Un prédateur qui a agressé sexuellement plusieurs travailleuses du sexe en se faisant passer pour un policier mérite une sévère peine de huit ans de détention, puisqu’il a pris ces femmes pour cibles en raison de leur métier et de leur genre, selon le ministère public.

« Je suis consciente que la société a beaucoup de préjugés envers le métier d’escorte, mais je souhaite mentionner qu’on mérite, comme toutes les autres femmes, d’être respectées », insiste l’une des victimes, devant la cour. Marquée à vie, cette travailleuse du sexe affirme avoir subi un « réel traumatisme » par l’agression.

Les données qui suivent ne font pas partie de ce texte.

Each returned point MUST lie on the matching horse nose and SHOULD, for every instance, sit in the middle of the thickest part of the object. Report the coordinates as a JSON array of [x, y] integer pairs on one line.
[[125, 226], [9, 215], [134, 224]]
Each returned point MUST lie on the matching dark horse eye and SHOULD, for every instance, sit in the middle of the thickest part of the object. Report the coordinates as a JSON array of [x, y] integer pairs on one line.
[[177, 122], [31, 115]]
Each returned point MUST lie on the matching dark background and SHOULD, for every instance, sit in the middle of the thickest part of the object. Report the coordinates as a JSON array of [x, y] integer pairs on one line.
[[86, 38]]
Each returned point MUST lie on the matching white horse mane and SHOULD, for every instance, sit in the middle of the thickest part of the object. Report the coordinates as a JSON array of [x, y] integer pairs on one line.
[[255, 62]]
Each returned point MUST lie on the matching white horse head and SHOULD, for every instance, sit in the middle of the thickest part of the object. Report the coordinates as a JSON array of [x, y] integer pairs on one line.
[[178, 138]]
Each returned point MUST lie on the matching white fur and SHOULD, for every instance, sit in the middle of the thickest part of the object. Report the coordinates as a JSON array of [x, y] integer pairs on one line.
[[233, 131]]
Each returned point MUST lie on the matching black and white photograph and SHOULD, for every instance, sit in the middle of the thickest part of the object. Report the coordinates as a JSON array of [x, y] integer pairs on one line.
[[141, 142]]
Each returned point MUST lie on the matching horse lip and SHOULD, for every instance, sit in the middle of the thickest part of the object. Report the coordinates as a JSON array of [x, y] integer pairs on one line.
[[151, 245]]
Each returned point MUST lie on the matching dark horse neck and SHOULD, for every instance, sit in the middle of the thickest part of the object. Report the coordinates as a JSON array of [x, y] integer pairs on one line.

« Ce sont quatre femmes innocentes. Il a décidé de s’attaquer à elles seulement parce qu’elles étaient des femmes. Il les a choisies à cause de leur métier », a insisté jeudi la procureure de la Couronne, MAnna Levin, lors des observations sur la peine de Mohamad Abdool Koheeallee au palais de justice de Montréal.

Le Montréalais de 38 ans, ingénieur junior entre 2014 et 2016, se transformait en prédateur sexuel pendant la nuit, en 2019 et 2020. Son modus operandi était méticuleux : une fois que la travailleuse du sexe était dans son véhicule, il brandissait un insigne de police, se présentait comme un policier « undercover » et informait la femme qu’elle risquait un casier judiciaire.

Mohamad Abdool Koheeallee offrait ensuite à sa victime de lui faire une fellation pour éviter d’être arrêtée. Trois femmes ont été contraintes de poser de tels gestes, étant convaincues que l’homme était un véritable policier. L’une des victimes, une ex-fugueuse de 18 ans, a de plus subi deux agressions avec pénétration. Une quatrième victime a été relâchée par l’accusé sans avoir être agressée.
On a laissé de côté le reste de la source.